The performance looks like:

initsum= -1000000: 5.00 ns.  Per iteration: 1.52 ns
initsum=      -20: 5.05 ns.  Per iteration: 1.89 ns
initsum=        0: 5.00 ns.  Per iteration: 1.51 ns
initsum=       20: 4.99 ns.  Per iteration: 1.98 ns
initsum=  1000000: 4.97 ns.  Per iteration: 1.26 ns

There aren't any big suprises if the sum is really big or small--the branch always goes one way, so the performance is just the speed of that side of the loop: the "else" is slightly faster, because the "if" side has to skip over it. More suprising is the "0" case, which just alternates between sides of the loop--it's always the speed of the *slow* side of the loop.

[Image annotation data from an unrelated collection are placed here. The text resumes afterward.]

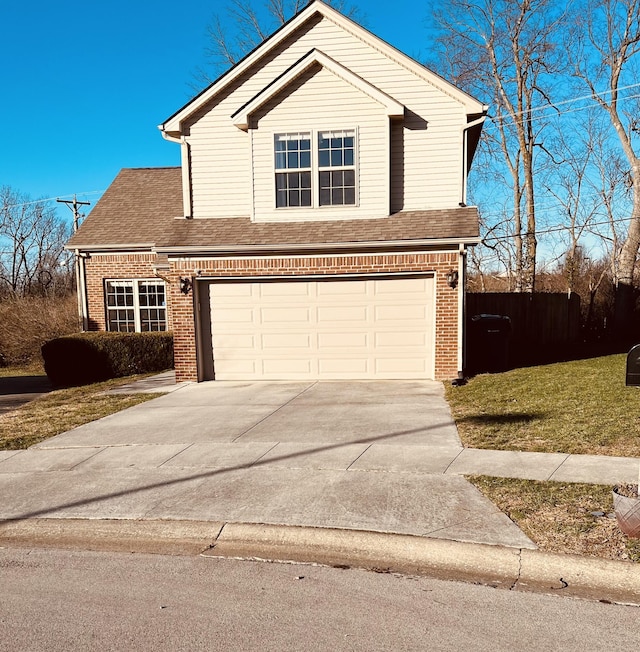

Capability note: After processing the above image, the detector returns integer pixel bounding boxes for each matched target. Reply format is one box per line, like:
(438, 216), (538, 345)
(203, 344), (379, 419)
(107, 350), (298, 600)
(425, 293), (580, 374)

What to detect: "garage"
(199, 275), (434, 380)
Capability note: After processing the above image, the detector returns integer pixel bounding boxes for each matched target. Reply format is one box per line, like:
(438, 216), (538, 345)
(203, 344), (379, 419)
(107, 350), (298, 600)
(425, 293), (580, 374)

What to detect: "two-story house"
(67, 1), (487, 380)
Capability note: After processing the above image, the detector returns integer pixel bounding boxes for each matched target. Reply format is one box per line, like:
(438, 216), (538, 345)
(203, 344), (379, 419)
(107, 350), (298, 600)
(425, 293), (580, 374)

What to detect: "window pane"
(344, 188), (356, 206)
(343, 170), (356, 186)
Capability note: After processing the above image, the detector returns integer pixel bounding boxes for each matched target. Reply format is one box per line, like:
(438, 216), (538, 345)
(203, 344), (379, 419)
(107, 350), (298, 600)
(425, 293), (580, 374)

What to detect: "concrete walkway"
(0, 373), (640, 599)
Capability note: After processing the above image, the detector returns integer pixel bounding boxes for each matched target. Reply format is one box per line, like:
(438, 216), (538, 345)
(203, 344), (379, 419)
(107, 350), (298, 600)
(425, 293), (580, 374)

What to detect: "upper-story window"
(105, 279), (167, 332)
(275, 133), (311, 208)
(274, 130), (356, 208)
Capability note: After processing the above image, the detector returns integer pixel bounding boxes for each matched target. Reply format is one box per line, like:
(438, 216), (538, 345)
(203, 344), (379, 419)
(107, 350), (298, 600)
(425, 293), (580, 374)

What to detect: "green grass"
(467, 476), (640, 562)
(446, 355), (640, 457)
(0, 374), (157, 450)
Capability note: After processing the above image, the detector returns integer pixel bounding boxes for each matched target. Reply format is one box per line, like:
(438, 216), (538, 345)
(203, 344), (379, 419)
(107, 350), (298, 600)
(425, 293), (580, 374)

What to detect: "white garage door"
(209, 276), (434, 380)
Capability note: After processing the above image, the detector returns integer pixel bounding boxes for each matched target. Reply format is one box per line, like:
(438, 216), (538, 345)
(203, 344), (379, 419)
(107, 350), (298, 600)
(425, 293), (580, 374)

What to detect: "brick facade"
(86, 250), (459, 382)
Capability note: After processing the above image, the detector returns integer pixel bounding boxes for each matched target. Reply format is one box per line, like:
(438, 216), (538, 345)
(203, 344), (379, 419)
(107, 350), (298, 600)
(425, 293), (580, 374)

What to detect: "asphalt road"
(0, 549), (640, 652)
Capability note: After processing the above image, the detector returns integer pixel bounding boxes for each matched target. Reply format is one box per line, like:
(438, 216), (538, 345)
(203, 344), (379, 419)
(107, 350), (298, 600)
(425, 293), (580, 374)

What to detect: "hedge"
(42, 332), (173, 387)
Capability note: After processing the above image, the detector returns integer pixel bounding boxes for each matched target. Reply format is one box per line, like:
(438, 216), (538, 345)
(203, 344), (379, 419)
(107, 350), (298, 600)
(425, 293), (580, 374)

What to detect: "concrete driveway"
(0, 381), (533, 547)
(36, 381), (461, 466)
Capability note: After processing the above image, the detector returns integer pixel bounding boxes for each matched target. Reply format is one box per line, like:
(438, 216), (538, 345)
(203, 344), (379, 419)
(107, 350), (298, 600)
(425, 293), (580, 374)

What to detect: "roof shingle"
(67, 167), (479, 250)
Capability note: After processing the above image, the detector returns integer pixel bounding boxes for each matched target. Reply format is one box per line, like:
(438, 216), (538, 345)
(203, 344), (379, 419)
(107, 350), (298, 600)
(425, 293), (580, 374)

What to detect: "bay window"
(105, 279), (167, 333)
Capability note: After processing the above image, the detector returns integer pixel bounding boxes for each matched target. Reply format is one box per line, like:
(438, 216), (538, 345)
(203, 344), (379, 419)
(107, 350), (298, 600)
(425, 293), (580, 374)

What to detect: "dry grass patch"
(467, 476), (640, 562)
(0, 369), (157, 450)
(447, 355), (640, 457)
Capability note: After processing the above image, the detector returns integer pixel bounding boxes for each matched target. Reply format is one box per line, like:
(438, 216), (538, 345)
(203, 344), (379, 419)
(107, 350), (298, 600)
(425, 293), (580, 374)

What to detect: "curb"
(0, 519), (640, 606)
(210, 523), (640, 605)
(0, 518), (224, 555)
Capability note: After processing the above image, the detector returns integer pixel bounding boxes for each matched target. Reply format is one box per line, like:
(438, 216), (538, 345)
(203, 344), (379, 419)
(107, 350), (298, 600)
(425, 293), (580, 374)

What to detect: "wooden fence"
(466, 292), (580, 371)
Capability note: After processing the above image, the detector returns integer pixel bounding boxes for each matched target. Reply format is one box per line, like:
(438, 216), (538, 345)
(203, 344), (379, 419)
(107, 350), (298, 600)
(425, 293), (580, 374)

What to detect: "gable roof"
(66, 167), (479, 253)
(231, 48), (404, 131)
(158, 0), (487, 139)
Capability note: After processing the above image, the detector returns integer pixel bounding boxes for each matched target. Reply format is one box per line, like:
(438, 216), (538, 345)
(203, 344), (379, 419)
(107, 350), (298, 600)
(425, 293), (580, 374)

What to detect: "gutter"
(154, 236), (481, 256)
(74, 249), (89, 333)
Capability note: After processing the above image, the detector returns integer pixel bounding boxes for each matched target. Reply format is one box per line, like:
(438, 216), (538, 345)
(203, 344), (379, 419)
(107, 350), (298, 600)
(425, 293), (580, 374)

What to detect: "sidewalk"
(0, 373), (640, 602)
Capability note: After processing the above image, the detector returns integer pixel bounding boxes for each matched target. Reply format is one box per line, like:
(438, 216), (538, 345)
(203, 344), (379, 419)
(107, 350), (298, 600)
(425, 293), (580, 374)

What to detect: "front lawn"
(446, 355), (640, 457)
(467, 476), (640, 562)
(0, 367), (157, 450)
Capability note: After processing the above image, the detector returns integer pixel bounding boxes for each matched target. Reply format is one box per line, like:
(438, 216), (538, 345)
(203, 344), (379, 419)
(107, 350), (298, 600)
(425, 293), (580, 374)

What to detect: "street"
(0, 548), (640, 652)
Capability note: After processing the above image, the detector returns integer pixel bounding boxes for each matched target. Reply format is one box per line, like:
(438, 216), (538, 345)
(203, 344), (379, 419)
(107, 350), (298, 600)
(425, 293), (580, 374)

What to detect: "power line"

Even more suprising is the "20" or "-20" cases: the first few times, the branch always goes the same way. This lulls the processor into a false sense of security--it's now almost sure the branch goes only that way. But once sum hits 0 the branch begins to alternate back and forth, so the processor mispredicts a bunch of branches, which costs a fair amount of performance.

Switch Statements

The "switch" statement in C can be implemented in one of two ways:

The compiler could put in a test for each "case", and jump to the appropriate chunk of code. This is fine for small "switch"es, but gets slower and slower as you add cases (because you need more and more tests).
The compiler can build a little "jump table" pointing to the code to jump to for each case, and then just do a computed jump, using something like "jmp *the_table(,%edx,4)", which means to jump to the pointer stored in "the_table[%edx]". The advantage of this approach is that it costs the same amount for 10 cases as it does for 1000 cases (because indexing a 10-entry table is about as fast as a 1000-entry table).

In each case, a "break" is always just a "goto end_of_switch".

The Thing that should not be C

Here's the unholy hybrid offspring of a switch statement and a for loop.
(Executable NetRun Link)

int foo(void) {
	int sum=0,j=0;
	switch (sum&0x7) {
	       for (;j<100;j++) { 
	case 7:  sum++;
	case 6:  sum++;
	case 5:  sum++; 
	case 4:  sum++;
	case 3:  sum++;
	case 2:  sum++;
	case 1:  sum++;
	case 0:  sum++; 
	       }
	};
	return (int)sum;
}

Note the return value--*both* the switch statement *and* the for loop are running!

Can you think of a use for this monstrosity?